Evidence that Fran is part of Warwick's history even if this doesn't get mentioned in books about Warwickshire
In my previous post, I wrote about wide-legged trousers and I’m pleased to report that they had their first outing last Saturday afternoon. When I’m standing still, they look like a long, voluminous skirt. When I move, they flap around my legs, creating a slight breeze, and if I move quickly, such as when I run for the bus, they create a weather system of their own which gets reported in the Shetlands by bewildered meteorologists.
Fortunately, on Saturday afternoon, I was mainly standing still, helping my friend Sheila (S C Skillman) at her book launch. I’m the one in the denim jacket, in case you’ve never seen an image of me. As you can see, I’m wearing my wide-legged trousers and Sheila is wearing what looks like just one leg of my wide-legged trousers.
I’m holding a copy of Sheila’s book which is called ‘A-Z of Warwick’. I was asking her questions as part of the launch which happened in Pageant House in Warwick, a beautiful Georgian building which is home to the registry office where weddings are held and home to the Warwick Visitor Centre for tourists where Sheila held the launch. It’s also now home to the memory of a woman who brought in enough material with her to curtain Pageant House.
You can see cards and information on shelves and racks around us and the only reason none of it is flying around the room is because I’m not moving.
Sheila and I both live in Warwick - it’s my birth town - so I was pleased to help launch her book. It’s subtitled ‘Places, People, History’ and I have so many personal connections with the things about which Sheila writes. Her book is packed with great colour photos and she’s let me share some here.
This (below) is Priory Park where I went when I was bunking off school although Sheila’s failed to mention this in her chapter on the park.
She does mention other fascinating facts, though, such as that a mansion built in the grounds of what is now Priory Park was sold to some Americans who shipped several thousand tons of the demolished house to Richmond, Virginia, in the 1920s. Had I been alive then, I could have provided them with a pair of wide-legged trousers with which to bag up the rubble.
This is part of Hill Close Gardens.
As Sheila outlines in one of her uber-researched descriptions, Hill Close Gardens is a collection of restored detached Victorian gardens, each one maintained by a volunteer. One of those volunteers is my husband (although Sheila doesn’t mention this) and you may remember I wrote recently about having to learn new gardening terms such as ‘bean plant’ and ‘raspberry bush’ to help him on his allotment because he had broken his collarbone. His allotment is, in fact, one of the gardens at Hill Close. Fortunately for him, for me, and for the bean plants and raspberry bushes, he has recovered sufficiently to begin gardening again.

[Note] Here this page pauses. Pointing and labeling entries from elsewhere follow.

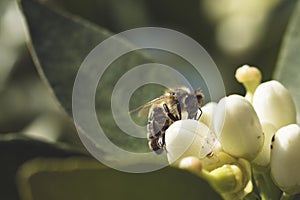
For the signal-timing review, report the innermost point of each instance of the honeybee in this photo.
(168, 108)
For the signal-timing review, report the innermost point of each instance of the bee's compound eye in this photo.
(160, 142)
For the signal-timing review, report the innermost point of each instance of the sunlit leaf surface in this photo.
(78, 179)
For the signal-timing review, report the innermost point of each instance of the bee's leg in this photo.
(197, 116)
(153, 144)
(162, 142)
(179, 110)
(172, 117)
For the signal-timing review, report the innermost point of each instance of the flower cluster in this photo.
(240, 135)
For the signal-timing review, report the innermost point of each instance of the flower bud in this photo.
(207, 113)
(191, 163)
(227, 178)
(237, 127)
(250, 77)
(285, 159)
(263, 158)
(273, 102)
(188, 138)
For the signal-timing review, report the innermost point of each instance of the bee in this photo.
(168, 108)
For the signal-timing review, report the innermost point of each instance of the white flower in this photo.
(238, 128)
(188, 138)
(263, 158)
(273, 103)
(208, 111)
(285, 159)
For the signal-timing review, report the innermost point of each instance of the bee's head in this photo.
(200, 96)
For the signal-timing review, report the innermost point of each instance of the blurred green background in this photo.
(40, 153)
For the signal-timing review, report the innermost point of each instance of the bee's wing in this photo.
(144, 109)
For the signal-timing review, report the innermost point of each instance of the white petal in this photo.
(273, 102)
(237, 127)
(263, 158)
(207, 113)
(188, 138)
(285, 158)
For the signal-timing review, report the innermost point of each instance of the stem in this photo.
(252, 196)
(267, 189)
(286, 196)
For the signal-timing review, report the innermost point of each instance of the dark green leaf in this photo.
(51, 179)
(287, 69)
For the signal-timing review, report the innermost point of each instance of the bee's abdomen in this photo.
(158, 123)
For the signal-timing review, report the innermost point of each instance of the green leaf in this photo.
(78, 179)
(287, 69)
(59, 43)
(15, 149)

And this is the East Gate of the town of Warwick, very near the castle. Sheila explains how this is now a holiday home owned by English Heritage. She doesn’t tell you this in the book but it costs nine million pounds a week to stay there.

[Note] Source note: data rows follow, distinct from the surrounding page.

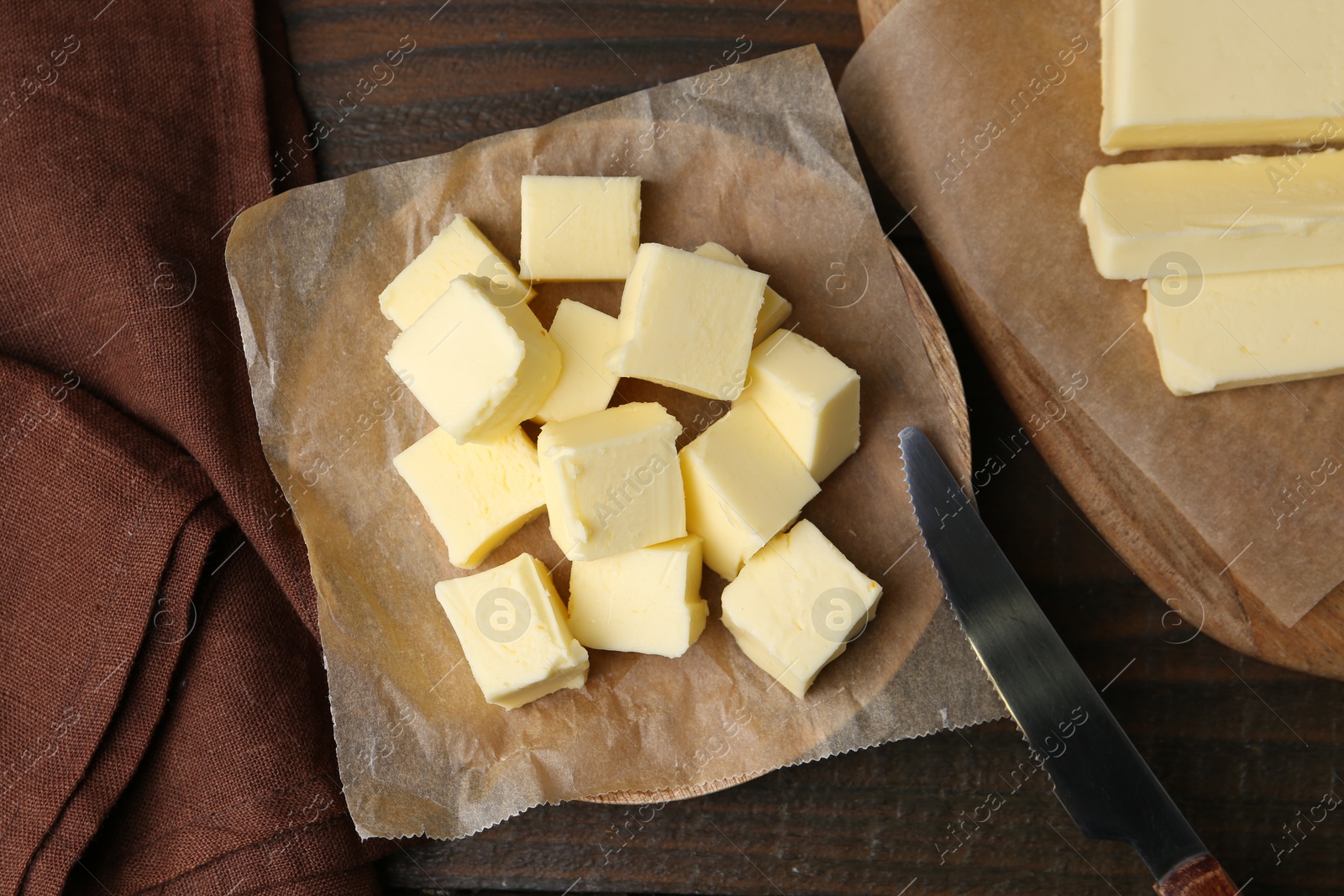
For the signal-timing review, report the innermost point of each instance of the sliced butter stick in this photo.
(1221, 73)
(514, 631)
(796, 606)
(1247, 329)
(1229, 215)
(475, 495)
(644, 600)
(459, 249)
(774, 308)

Neither does she mention that when I first moved back to Warwick after many years in South West London, this was my office. The 11th century East Gate was used by the Victorian-built school adjacent to it: King’s High School for Girls. I taught English there and the English department office was in East Gate itself. I sat at a desk, looking out of that arched window under the clock, marking books and wondering whether my feet, blocks of ice in a poorly-heated medieval tower, would ever recognise themselves as feet again.
If only, back then, I had had a pair of wide-legged trousers to wrap around my cold legs nineteen times and keep me warm.
I hope you’ve enjoyed this trouser update and the information about Sheila’s book. She has written other Warwickshire books too (‘Paranormal Warwickshire’ and ‘Illustrated Tales of Warwickshire’) and is making a reputation for herself as quite the expert on the county and I’m happy to say that even though she doesn’t mention me in any of the books.
I'm happy to wait for the 2nd edition, Sheila. Don't go to any trouble ;)
So funny! I'm loving the saga of the wide-legged trousers.